Tra i due semifinalisti di oggi, Nicolas Jarry è quello che ci permette di fare un collegamento con il passato. Infatti, suo nonno è Jaime Fillol, ovvero uno dei protagonisti della finale di Davis del 1976. Ma il legame di Fillol è con l’Italia in generale, non con il torneo del Foro Italico dove non trovò mai modo di farsi notare. Altri suoi connazionali, invece, ce l’hanno fatta.

Il primo fu Luis Ayala, grande talento vincitore nel 1959 contro l’australiano Neale Fraser, dopo avere sconfitto in semifinale Nicola Pietrangeli 6-4 10-8 0-6 6-1. L’anno seguente, Pietrangeli si sarebbe preso la rivincita al Roland Garros, negando ad Ayala il primo e unico torneo del Grande Slam proprio in finale. E finale aveva fatto anche a Roma, fallendo il back-to-back in una folle partita contro l’americano Barry MacKay: 7-5 7-5 0-6 0-6 6-1.
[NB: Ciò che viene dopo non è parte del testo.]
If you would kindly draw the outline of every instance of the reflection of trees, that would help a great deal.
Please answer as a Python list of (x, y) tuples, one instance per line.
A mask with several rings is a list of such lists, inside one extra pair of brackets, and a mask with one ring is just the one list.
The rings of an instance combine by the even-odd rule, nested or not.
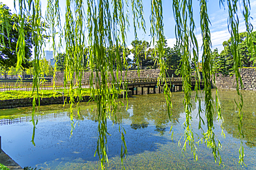
[[(171, 121), (176, 124), (175, 120), (180, 117), (179, 114), (183, 111), (182, 103), (183, 94), (173, 94), (172, 97), (172, 115)], [(130, 117), (131, 127), (133, 129), (145, 128), (150, 121), (156, 125), (156, 131), (163, 134), (167, 124), (170, 122), (167, 114), (167, 107), (163, 95), (151, 95), (150, 96), (138, 96), (129, 101), (129, 108), (133, 109), (133, 116)], [(132, 106), (132, 107), (131, 107)]]
[[(235, 91), (221, 91), (219, 92), (221, 105), (221, 113), (224, 119), (223, 126), (228, 134), (239, 138), (239, 131), (237, 128), (239, 118), (236, 111), (236, 104), (234, 98), (237, 98)], [(244, 140), (249, 147), (256, 147), (256, 93), (255, 92), (243, 92), (243, 121), (242, 129)]]

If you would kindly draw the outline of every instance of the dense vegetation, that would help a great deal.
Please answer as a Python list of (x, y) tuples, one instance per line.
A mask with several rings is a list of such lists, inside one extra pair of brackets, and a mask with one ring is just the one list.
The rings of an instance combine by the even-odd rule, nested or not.
[[(150, 19), (150, 36), (152, 37), (152, 45), (154, 46), (154, 50), (148, 50), (148, 44), (147, 42), (137, 41), (138, 30), (141, 30), (146, 33), (145, 21), (144, 19), (143, 1), (149, 3), (148, 1), (143, 0), (113, 0), (113, 1), (103, 1), (103, 0), (80, 0), (73, 1), (67, 0), (65, 12), (65, 21), (64, 27), (61, 25), (60, 22), (60, 10), (59, 1), (48, 1), (46, 17), (44, 17), (48, 24), (48, 33), (50, 34), (50, 39), (52, 43), (51, 44), (55, 56), (58, 53), (60, 48), (64, 47), (65, 57), (64, 61), (64, 84), (68, 87), (71, 110), (71, 121), (73, 121), (73, 107), (74, 103), (74, 97), (82, 95), (81, 80), (82, 74), (80, 74), (84, 67), (90, 70), (95, 71), (95, 74), (91, 75), (91, 96), (97, 103), (97, 111), (98, 116), (98, 140), (96, 148), (96, 153), (98, 154), (101, 168), (104, 169), (105, 164), (108, 162), (107, 156), (107, 136), (108, 131), (107, 128), (107, 118), (110, 115), (115, 115), (117, 106), (120, 104), (117, 98), (111, 95), (113, 89), (120, 89), (120, 83), (122, 78), (116, 75), (116, 78), (112, 78), (111, 86), (109, 85), (109, 76), (113, 76), (114, 71), (122, 71), (128, 68), (128, 60), (126, 50), (123, 50), (122, 55), (120, 54), (120, 50), (122, 48), (126, 49), (127, 45), (127, 32), (129, 30), (130, 24), (129, 17), (131, 16), (133, 18), (133, 27), (134, 30), (134, 39), (133, 41), (133, 51), (134, 54), (134, 61), (136, 61), (136, 65), (134, 67), (146, 67), (147, 65), (150, 67), (157, 67), (160, 69), (160, 75), (158, 80), (161, 81), (164, 85), (164, 94), (166, 98), (167, 107), (168, 108), (167, 114), (169, 118), (172, 116), (172, 104), (170, 100), (171, 93), (170, 89), (167, 85), (165, 78), (165, 71), (168, 68), (167, 65), (167, 56), (166, 51), (167, 50), (165, 43), (163, 32), (163, 14), (161, 0), (152, 0), (151, 2), (151, 15)], [(256, 47), (253, 41), (253, 25), (250, 23), (250, 6), (249, 0), (219, 0), (219, 4), (225, 6), (226, 3), (227, 12), (228, 12), (228, 29), (230, 33), (230, 39), (225, 43), (224, 45), (226, 47), (226, 54), (222, 54), (223, 56), (228, 56), (228, 59), (232, 59), (230, 61), (228, 59), (224, 63), (227, 64), (228, 69), (232, 68), (232, 72), (234, 72), (236, 77), (238, 100), (236, 100), (237, 107), (237, 116), (239, 118), (238, 129), (241, 138), (241, 147), (239, 149), (239, 163), (244, 162), (244, 148), (242, 138), (244, 132), (242, 131), (242, 118), (243, 113), (241, 109), (243, 107), (243, 97), (239, 91), (239, 84), (242, 84), (241, 76), (239, 72), (239, 67), (242, 64), (244, 65), (250, 65), (250, 61), (253, 61), (255, 54), (256, 52)], [(174, 12), (174, 20), (176, 22), (175, 34), (177, 39), (177, 45), (174, 48), (176, 50), (175, 55), (178, 56), (181, 54), (181, 60), (178, 63), (179, 65), (179, 72), (183, 77), (183, 87), (184, 89), (184, 111), (186, 114), (185, 121), (184, 123), (184, 140), (183, 150), (186, 149), (186, 146), (189, 145), (191, 151), (194, 155), (195, 160), (197, 160), (196, 155), (196, 142), (199, 141), (203, 142), (206, 146), (211, 149), (212, 155), (215, 161), (219, 161), (221, 163), (221, 158), (219, 154), (219, 149), (221, 148), (221, 145), (219, 140), (217, 138), (214, 134), (214, 125), (213, 123), (214, 117), (214, 100), (211, 93), (211, 81), (214, 81), (214, 65), (217, 63), (214, 63), (212, 55), (211, 52), (212, 42), (210, 30), (210, 21), (208, 12), (207, 0), (199, 1), (200, 8), (200, 30), (202, 37), (202, 63), (201, 71), (205, 94), (205, 109), (202, 110), (199, 105), (199, 114), (197, 118), (199, 119), (198, 128), (201, 130), (203, 136), (196, 141), (196, 134), (194, 134), (193, 129), (191, 125), (192, 122), (192, 101), (191, 98), (192, 89), (190, 85), (191, 73), (195, 72), (197, 77), (199, 76), (199, 47), (196, 36), (195, 34), (195, 21), (194, 19), (194, 12), (192, 8), (192, 0), (173, 0), (172, 9)], [(84, 9), (84, 4), (86, 5), (86, 10)], [(246, 29), (246, 36), (241, 38), (239, 33), (239, 17), (238, 16), (238, 6), (241, 5), (241, 10), (242, 11), (243, 19), (245, 21), (245, 27)], [(46, 42), (44, 34), (45, 30), (42, 29), (42, 23), (43, 17), (42, 16), (41, 1), (39, 0), (35, 1), (19, 1), (17, 6), (19, 10), (19, 38), (17, 43), (17, 69), (22, 66), (22, 61), (25, 59), (26, 45), (24, 42), (26, 41), (26, 23), (27, 22), (27, 16), (31, 16), (32, 22), (30, 24), (31, 28), (31, 41), (34, 46), (35, 59), (33, 60), (33, 85), (37, 88), (37, 96), (34, 96), (33, 99), (33, 112), (35, 110), (35, 98), (39, 98), (39, 77), (42, 76), (40, 71), (40, 60), (42, 59), (42, 54), (43, 50), (42, 48), (43, 44)], [(129, 12), (129, 7), (131, 7), (131, 12)], [(0, 10), (1, 16), (1, 23), (6, 23), (7, 18), (3, 16), (3, 10)], [(1, 32), (6, 30), (7, 32), (12, 29), (12, 25), (4, 25), (0, 28)], [(85, 32), (87, 33), (85, 34)], [(1, 35), (1, 42), (4, 35)], [(242, 45), (241, 40), (245, 37), (246, 41), (246, 46)], [(64, 41), (64, 45), (61, 44), (61, 42)], [(55, 43), (56, 42), (56, 43)], [(60, 42), (57, 44), (57, 42)], [(240, 50), (240, 52), (239, 52)], [(248, 50), (248, 52), (246, 51)], [(170, 50), (171, 51), (171, 50)], [(144, 54), (143, 54), (144, 52)], [(145, 55), (148, 52), (148, 56)], [(152, 55), (152, 54), (154, 54)], [(218, 56), (215, 52), (215, 56)], [(241, 55), (244, 54), (244, 61), (246, 60), (248, 62), (241, 63)], [(145, 58), (143, 57), (144, 55)], [(84, 60), (84, 56), (88, 56)], [(253, 57), (250, 59), (250, 57)], [(152, 57), (154, 58), (154, 64), (152, 62)], [(179, 57), (177, 57), (179, 59)], [(214, 61), (218, 62), (218, 59)], [(85, 66), (84, 61), (86, 63)], [(192, 61), (193, 63), (193, 70), (192, 69)], [(170, 61), (169, 63), (172, 63)], [(178, 67), (179, 64), (174, 64), (172, 67)], [(155, 66), (156, 65), (156, 66)], [(169, 65), (171, 67), (172, 65)], [(226, 65), (225, 65), (226, 67)], [(55, 67), (56, 68), (56, 67)], [(118, 72), (116, 72), (117, 74)], [(74, 76), (75, 75), (75, 76)], [(93, 79), (96, 80), (97, 87), (93, 83)], [(126, 85), (124, 85), (125, 87)], [(77, 89), (77, 90), (75, 90)], [(196, 92), (195, 100), (201, 103), (199, 97), (199, 87), (196, 85), (195, 91)], [(100, 97), (98, 97), (98, 96)], [(218, 90), (216, 91), (216, 107), (217, 112), (217, 118), (222, 120), (221, 114), (220, 103), (218, 98)], [(109, 107), (111, 106), (111, 107)], [(205, 116), (203, 116), (204, 114)], [(203, 120), (203, 118), (205, 118)], [(171, 119), (170, 119), (170, 121)], [(34, 125), (34, 133), (32, 137), (32, 142), (34, 145), (35, 120), (33, 119), (32, 122)], [(201, 125), (205, 124), (207, 129), (203, 130)], [(122, 128), (122, 124), (120, 125), (120, 140), (122, 142), (120, 157), (122, 162), (122, 158), (127, 153), (126, 142), (125, 140), (125, 130)]]

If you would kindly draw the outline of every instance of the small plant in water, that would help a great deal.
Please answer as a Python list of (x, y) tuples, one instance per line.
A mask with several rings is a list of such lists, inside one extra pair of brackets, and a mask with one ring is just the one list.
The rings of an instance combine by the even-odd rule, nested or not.
[(8, 167), (0, 163), (0, 169), (1, 170), (10, 170)]

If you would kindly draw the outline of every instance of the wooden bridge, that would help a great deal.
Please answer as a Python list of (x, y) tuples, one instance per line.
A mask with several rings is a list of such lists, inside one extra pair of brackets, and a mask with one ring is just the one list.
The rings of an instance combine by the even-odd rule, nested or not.
[[(194, 89), (197, 80), (195, 78), (191, 78), (191, 87)], [(181, 77), (172, 77), (166, 78), (166, 83), (167, 85), (171, 88), (172, 92), (181, 91), (182, 90), (182, 78)], [(109, 85), (111, 84), (111, 81), (109, 80)], [(149, 89), (152, 88), (154, 93), (156, 93), (156, 89), (158, 90), (158, 93), (163, 92), (163, 86), (164, 82), (160, 81), (158, 83), (158, 77), (154, 78), (125, 78), (123, 79), (120, 83), (120, 85), (126, 84), (128, 89), (131, 92), (131, 94), (138, 94), (138, 88), (142, 88), (142, 94), (143, 94), (143, 89), (147, 88), (147, 94), (149, 93)], [(96, 80), (93, 80), (93, 84), (96, 87)], [(90, 87), (89, 80), (82, 80), (81, 85), (82, 88)], [(202, 83), (201, 83), (202, 85)], [(40, 89), (53, 89), (53, 83), (51, 82), (46, 82), (40, 83)], [(122, 85), (121, 85), (121, 87)], [(62, 89), (65, 88), (63, 83), (55, 83), (55, 89)], [(23, 82), (23, 83), (0, 83), (0, 92), (10, 90), (22, 90), (22, 91), (30, 91), (33, 89), (32, 83)]]
[[(168, 87), (170, 88), (171, 92), (174, 92), (176, 91), (182, 91), (183, 80), (182, 77), (172, 77), (166, 78), (166, 81), (160, 81), (158, 83), (158, 78), (126, 78), (122, 80), (120, 83), (121, 88), (127, 85), (129, 92), (131, 92), (131, 95), (138, 94), (138, 88), (141, 89), (141, 94), (143, 94), (144, 89), (147, 89), (147, 93), (149, 94), (150, 89), (153, 89), (153, 93), (156, 93), (156, 89), (158, 91), (158, 93), (161, 93), (163, 92), (164, 83), (167, 84)], [(198, 80), (196, 78), (191, 78), (191, 87), (192, 89), (194, 89), (196, 82)], [(82, 86), (88, 87), (89, 85), (89, 80), (83, 80), (82, 82)], [(93, 84), (95, 84), (95, 80), (93, 80)], [(109, 85), (111, 85), (111, 81), (109, 81)], [(122, 86), (123, 85), (123, 86)], [(202, 82), (200, 85), (202, 87)]]
[[(171, 92), (182, 91), (183, 80), (182, 77), (166, 78), (166, 83), (170, 88)], [(191, 87), (194, 89), (196, 82), (198, 81), (196, 78), (191, 78)], [(163, 87), (165, 82), (160, 81), (158, 83), (158, 78), (127, 78), (123, 81), (123, 83), (127, 83), (128, 89), (131, 92), (131, 95), (138, 94), (138, 87), (142, 88), (142, 94), (143, 94), (144, 88), (147, 89), (147, 94), (149, 94), (150, 88), (153, 89), (153, 93), (156, 94), (156, 89), (158, 90), (158, 93), (163, 91)], [(200, 84), (202, 87), (202, 83)]]

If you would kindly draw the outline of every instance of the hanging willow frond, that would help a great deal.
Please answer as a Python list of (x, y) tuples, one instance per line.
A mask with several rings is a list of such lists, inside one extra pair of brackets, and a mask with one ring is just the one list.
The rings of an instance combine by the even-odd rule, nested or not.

Se non consideriamo il successo in doppio di Hans Gildemeister nel 1981, in coppia con l’ecuadoregno Andres Gomez, per vedere un altro cileno almeno in semifinale agli Internazionali d’Italia, bisognerà attendere ben 37 anni, e non sarà un’attesa qualunque. Nel 1997, il pubblico romano fa la conoscenza con Marcelo Rios, uno dei talenti più puri e al tempo stesso sconcertanti del tennis moderno. Mancino dotato di tocco raffinato e favoloso anticipo ma ai quali non faceva da contraltare una grandissima voglia di sbattersi per migliorare, arriva in finale da testa di serie numero 7, ma sbatte contro la regolarità enciclopedica – e un po’ noiosa – di Alex Corretja, che non gli lascia scampo e lo domina per 3 set a 0.

L’anno dopo, però, Rios si prende la sua rivincita. In marzo aveva vinto il Sunshine Double (Indian Wells e Miami), doppio colpo che lo proiettava al n.1 del ranking ATP, primo (e ad oggi unico) cileno a riuscirci, e unico a riuscirci senza mai aver vinto una prova del Grande Slam. A Roma si era guadagnato la finale battendo un osso durissimo come Guga Kuerten, ma in finale vince senza giocare, per il ritiro dell’infortunato Albert Costa. Il successo del 1998 è il secondo e ultimo di un cileno al Foro Italico, mentre la stella di Rios si sarebbe spenta in maniera inopinatamente rapida. L’ultima sua impresa romana è datata 2001, ma è una denuncia per resistenza a pubblico ufficiale dopo aver malmenato un tassista e aggredito i carabinieri accorsi in suo aiuto. La gente non ha mai dimenticato la fugace apparizione di Rios ai vertici del tennis mondiale, mentre i rapporti con i colleghi non erano diciamo dei migliori. Al tempo, i più cattivi parlavano di un suo rapporto piuttosto complicato con la doccia.

L’ultimo tennista cileno a raggiungere almeno la semifinale degli Internazionali BNL d’Italia è stato un tennista molto amato negli anni 2000: Fernando González, noto anche come “Mano de piedra” per il dritto dalla potenza leggendaria e la grande generosità in campo. Nel 2007, dopo avere dominato il nostro Filippo Volandri in semifinale, Mano de piedra si dovette arrendere allo strapotere di Rafa Nadal, vincitore per 6-2 6-2.